Much has rightly been made about the power of deep learning models to sift through large amounts of data to find nuggets of value … but what defines value? … and how is that value defined?
This is a problem we are constantly up against when developing an AI model for trading markets. How do you define the fitness function? What criteria are used in the trading decision making and how is that to be represented?
A simple change we wanted to make illustrates this problem clearly and also shows why our architecture helps feed in these changes in a controlled manner.
When we first trained the model they were bootstrapped from trading decisions made by conventional (static) trading models. Instead of learning to trade from first principles they were given the task of learning to improve upon what was already working – a much simpler learning task. This gave us a good starting point in the model evolution but, given the training requirements, also created a limitation. Instead of giving the models the full range of decision making capability (to take partial positions) it was always either fully in or fully out of a particular market – unlikely to be an optimum trading style.
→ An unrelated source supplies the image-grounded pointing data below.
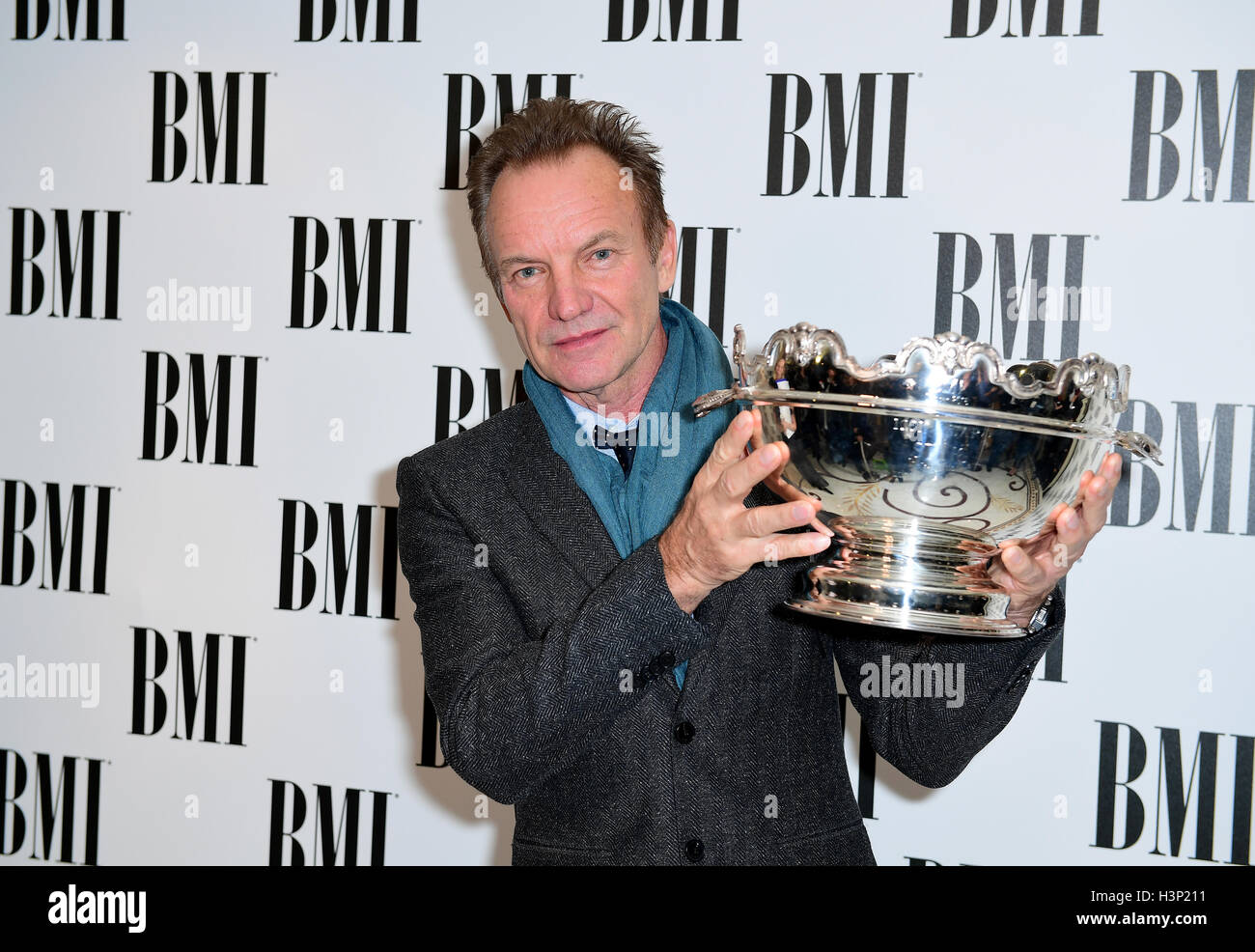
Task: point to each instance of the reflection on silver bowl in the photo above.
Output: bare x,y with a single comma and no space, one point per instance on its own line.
925,462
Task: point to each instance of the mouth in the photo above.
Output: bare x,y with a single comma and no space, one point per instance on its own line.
573,343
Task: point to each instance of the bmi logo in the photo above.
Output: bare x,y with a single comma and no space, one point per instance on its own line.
333,839
68,804
1023,300
628,23
403,23
456,397
214,128
1157,104
1183,792
68,529
193,684
209,399
347,558
70,26
359,267
73,264
1201,442
713,271
962,26
841,132
467,103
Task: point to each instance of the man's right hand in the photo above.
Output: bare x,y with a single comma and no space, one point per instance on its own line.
714,538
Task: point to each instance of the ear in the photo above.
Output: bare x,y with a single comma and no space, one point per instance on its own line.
666,259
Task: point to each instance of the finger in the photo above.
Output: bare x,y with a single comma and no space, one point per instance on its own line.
765,520
1027,573
794,546
789,492
740,477
756,436
1112,467
1096,502
729,447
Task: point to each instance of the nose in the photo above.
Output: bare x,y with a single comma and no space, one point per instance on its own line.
569,297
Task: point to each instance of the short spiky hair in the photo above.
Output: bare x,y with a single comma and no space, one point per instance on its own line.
550,128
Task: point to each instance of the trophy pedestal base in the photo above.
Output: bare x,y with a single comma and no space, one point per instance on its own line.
910,575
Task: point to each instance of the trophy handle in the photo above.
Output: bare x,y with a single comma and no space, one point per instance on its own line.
1138,443
714,400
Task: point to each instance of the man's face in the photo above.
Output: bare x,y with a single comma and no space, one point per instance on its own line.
576,280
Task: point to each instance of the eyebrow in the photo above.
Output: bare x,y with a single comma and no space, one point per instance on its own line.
603,235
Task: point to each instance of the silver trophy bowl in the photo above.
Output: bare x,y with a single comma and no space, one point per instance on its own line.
924,462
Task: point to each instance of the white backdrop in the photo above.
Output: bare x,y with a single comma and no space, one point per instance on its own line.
1004,145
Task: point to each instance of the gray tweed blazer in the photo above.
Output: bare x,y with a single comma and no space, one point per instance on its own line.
548,657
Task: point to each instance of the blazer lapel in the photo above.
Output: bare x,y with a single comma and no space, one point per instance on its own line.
546,489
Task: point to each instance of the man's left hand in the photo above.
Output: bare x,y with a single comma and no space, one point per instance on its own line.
1028,571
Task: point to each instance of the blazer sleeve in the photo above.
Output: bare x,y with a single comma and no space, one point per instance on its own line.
514,709
924,738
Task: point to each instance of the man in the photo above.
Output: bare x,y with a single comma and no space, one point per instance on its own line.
601,637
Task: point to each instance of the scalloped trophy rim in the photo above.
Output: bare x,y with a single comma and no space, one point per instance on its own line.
950,350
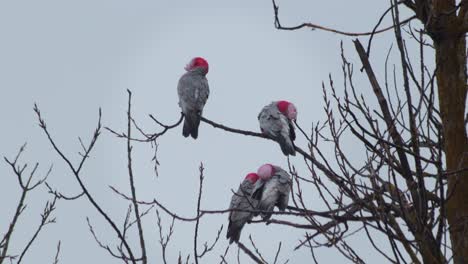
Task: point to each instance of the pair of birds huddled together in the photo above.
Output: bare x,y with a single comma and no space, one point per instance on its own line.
260,192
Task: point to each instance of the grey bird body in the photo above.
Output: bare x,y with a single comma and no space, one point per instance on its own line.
273,192
277,127
193,93
240,200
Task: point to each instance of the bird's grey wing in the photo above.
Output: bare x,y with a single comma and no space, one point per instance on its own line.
240,200
193,92
269,199
272,122
258,189
292,132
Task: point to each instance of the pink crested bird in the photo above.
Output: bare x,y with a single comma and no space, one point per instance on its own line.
241,200
193,92
276,122
272,189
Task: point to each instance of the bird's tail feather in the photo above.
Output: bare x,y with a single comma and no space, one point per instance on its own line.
191,124
287,146
233,233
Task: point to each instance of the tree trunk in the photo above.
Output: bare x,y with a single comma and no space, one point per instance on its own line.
452,87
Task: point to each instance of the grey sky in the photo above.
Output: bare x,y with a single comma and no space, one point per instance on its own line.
74,57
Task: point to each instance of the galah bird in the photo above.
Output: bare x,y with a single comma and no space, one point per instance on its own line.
272,189
241,200
276,123
193,92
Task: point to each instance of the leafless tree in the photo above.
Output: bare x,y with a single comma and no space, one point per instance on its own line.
408,187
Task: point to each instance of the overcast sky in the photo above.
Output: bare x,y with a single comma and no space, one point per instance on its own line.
72,57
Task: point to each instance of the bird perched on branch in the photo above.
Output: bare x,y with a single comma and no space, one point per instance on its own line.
272,189
276,122
193,92
241,200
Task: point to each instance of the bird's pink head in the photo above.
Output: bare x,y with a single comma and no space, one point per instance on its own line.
266,171
197,63
252,177
288,109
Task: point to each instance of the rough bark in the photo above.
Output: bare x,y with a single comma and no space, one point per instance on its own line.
450,46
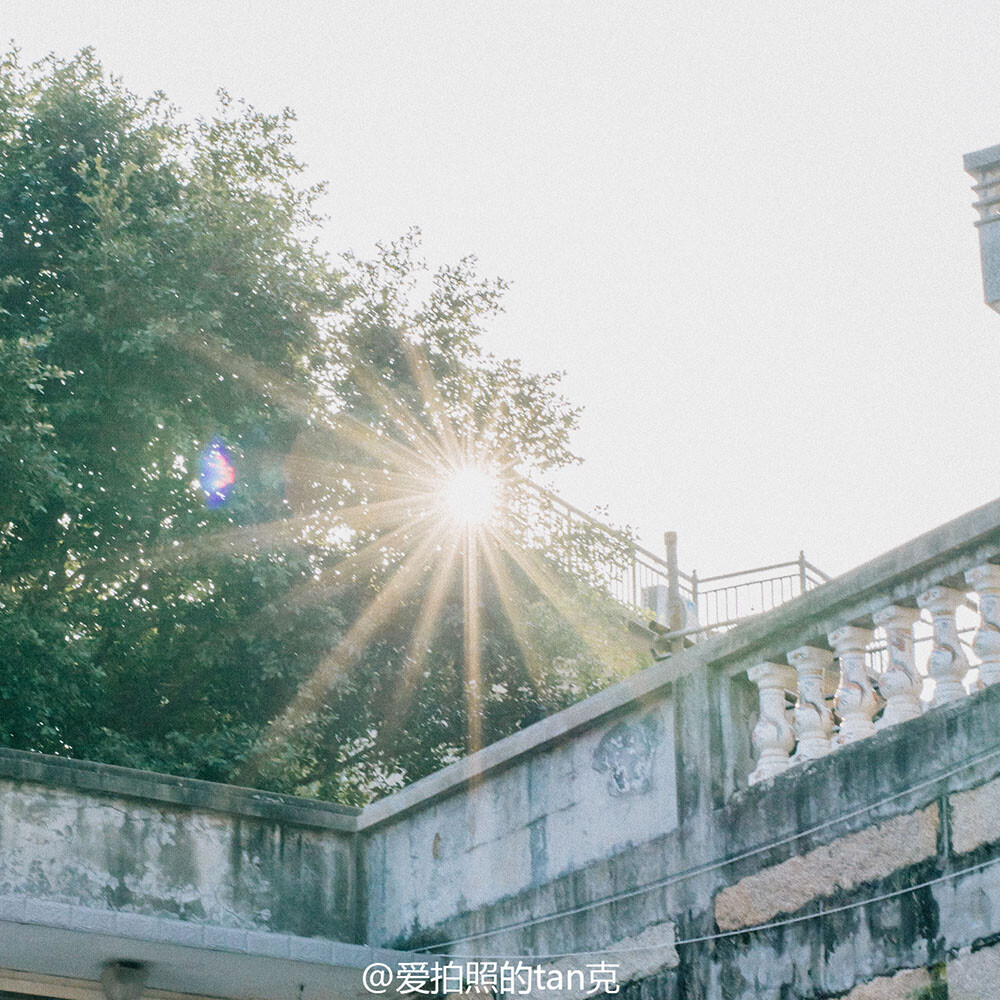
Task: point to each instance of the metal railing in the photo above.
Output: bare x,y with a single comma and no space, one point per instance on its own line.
610,558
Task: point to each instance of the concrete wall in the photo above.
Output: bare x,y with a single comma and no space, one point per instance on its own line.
622,828
524,823
111,839
458,860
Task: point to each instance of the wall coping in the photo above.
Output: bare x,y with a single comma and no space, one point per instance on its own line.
191,793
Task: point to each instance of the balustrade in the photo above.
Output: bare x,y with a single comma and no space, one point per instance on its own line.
823,719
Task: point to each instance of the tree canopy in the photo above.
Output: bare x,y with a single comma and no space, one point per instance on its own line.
161,288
So now we have working models that have identified some key trading characteristics and are working well, how do we change this without breaking what we already have – how do we implement a modified behaviour function; in this case how do we include the capability to scale in and out of positions over time?
With our architecture we can implement this change in a simple manner and let the overall model take the strain.
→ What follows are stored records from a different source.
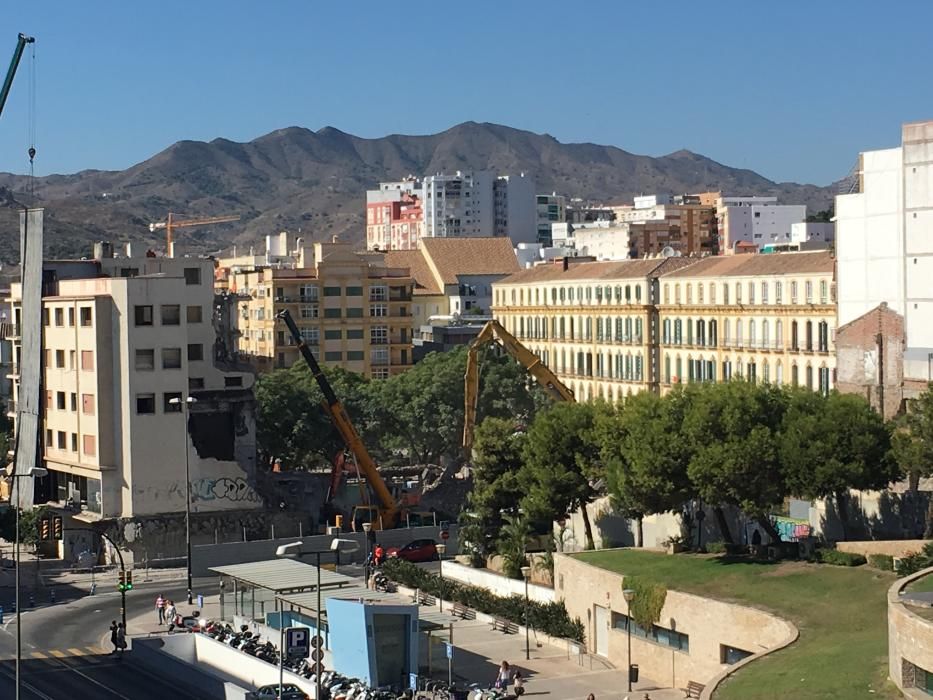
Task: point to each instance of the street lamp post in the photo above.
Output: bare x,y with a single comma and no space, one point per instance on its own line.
441,549
185,409
293,551
526,574
629,596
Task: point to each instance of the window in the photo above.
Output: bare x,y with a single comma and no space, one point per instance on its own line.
171,314
168,406
145,404
145,359
171,358
143,315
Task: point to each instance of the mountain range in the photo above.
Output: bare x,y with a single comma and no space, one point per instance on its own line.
316,181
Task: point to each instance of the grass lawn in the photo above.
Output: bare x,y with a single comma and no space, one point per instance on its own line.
840,612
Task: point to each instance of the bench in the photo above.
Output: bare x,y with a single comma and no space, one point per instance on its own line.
694,689
500,624
463,612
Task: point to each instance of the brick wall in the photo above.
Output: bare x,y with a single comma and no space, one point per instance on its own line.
871,368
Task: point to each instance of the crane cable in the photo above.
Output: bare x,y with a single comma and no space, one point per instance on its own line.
31,120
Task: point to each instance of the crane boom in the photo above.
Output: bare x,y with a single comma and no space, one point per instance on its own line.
21,42
389,510
494,332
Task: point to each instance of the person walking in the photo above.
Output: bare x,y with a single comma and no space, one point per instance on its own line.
121,638
160,609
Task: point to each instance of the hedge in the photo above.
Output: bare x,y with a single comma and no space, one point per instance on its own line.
837,558
550,618
885,562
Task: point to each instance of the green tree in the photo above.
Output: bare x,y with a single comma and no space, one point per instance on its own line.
562,463
832,444
732,434
645,457
497,460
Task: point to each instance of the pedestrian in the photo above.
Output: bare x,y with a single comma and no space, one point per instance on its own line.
518,684
160,608
504,675
170,613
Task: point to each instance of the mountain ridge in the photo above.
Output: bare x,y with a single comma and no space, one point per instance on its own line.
295,177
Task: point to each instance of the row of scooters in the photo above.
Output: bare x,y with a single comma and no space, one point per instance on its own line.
334,686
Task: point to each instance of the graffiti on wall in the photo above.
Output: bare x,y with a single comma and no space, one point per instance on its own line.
791,529
224,488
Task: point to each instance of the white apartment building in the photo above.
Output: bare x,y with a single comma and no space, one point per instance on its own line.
755,221
884,242
126,342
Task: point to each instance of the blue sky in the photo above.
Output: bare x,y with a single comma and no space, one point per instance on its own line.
792,90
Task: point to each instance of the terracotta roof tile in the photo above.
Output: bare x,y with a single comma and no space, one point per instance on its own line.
820,261
450,257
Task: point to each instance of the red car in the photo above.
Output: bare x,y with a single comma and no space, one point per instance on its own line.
416,551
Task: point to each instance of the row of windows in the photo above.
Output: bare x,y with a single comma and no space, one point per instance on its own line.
170,314
86,316
59,440
171,357
704,370
62,403
704,333
559,295
706,294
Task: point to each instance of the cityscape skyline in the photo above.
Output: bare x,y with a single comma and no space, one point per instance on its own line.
779,118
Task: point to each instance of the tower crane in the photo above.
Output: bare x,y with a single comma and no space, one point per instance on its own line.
170,224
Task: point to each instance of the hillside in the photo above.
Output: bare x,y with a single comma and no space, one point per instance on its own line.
295,178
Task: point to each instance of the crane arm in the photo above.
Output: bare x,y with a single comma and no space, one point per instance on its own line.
344,425
21,42
495,332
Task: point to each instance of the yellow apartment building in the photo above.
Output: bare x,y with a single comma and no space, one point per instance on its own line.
769,318
353,310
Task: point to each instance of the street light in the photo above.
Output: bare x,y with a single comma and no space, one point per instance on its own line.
441,548
526,574
293,550
185,407
629,596
35,473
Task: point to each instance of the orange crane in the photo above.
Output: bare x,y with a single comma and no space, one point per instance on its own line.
170,224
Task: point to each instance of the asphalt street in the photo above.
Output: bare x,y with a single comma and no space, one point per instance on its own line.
66,647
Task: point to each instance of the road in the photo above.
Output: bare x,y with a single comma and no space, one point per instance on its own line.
65,648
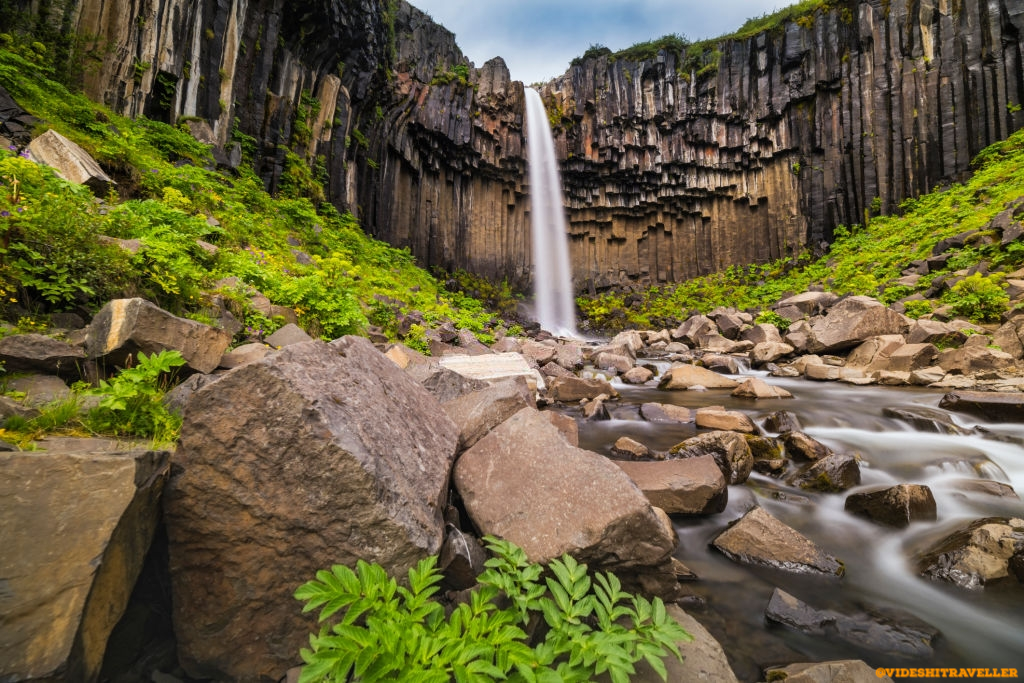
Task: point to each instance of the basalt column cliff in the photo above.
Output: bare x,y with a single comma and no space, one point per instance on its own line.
675,165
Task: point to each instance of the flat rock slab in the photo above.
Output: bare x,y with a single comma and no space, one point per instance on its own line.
686,376
125,327
525,483
317,455
687,485
39,353
995,407
494,367
78,519
762,540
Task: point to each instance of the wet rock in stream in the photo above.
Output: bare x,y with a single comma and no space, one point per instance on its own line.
883,632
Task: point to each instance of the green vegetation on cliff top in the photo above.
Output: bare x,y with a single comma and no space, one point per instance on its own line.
865,259
195,228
Earlier I posted a high level overview of the structure in our trading models – key to this is a genetic algorithm front end which is continually shifting the pieces about and trying to improve upon the characteristics of the deep learning models. It has the flexibility to change network structures, input parameters and also…key to this discussion … output expectations.
To add the capability of partial positions we simply needed to add this as a possible behaviour in the pool of attributes open to the GA selection. We can bias the mutation to select this attribute for a seeding period to force the attribute into the population then we step back and let the natural selection take it’s course. If this capability can a) be learned by the deep learning element of the architecture and b) adds true value to the function then, over time, this attribute will start to successfully gain a foothold in the model population and, eventually, candidate models will be presented to trade against the current lead models for dominance.
We have been seeding this capability for a few weeks now, it will be interesting to see if the model takes on a more staged approach for position taking or if it sticks with its binary position taking.
It has also been suggested we allow the models to sell short as well as take long or flat positions…while our initial bias was to exclude short positions because of the disproportionate risk/reward profile this is certainly something we could add into the mix in the future and let the models decide.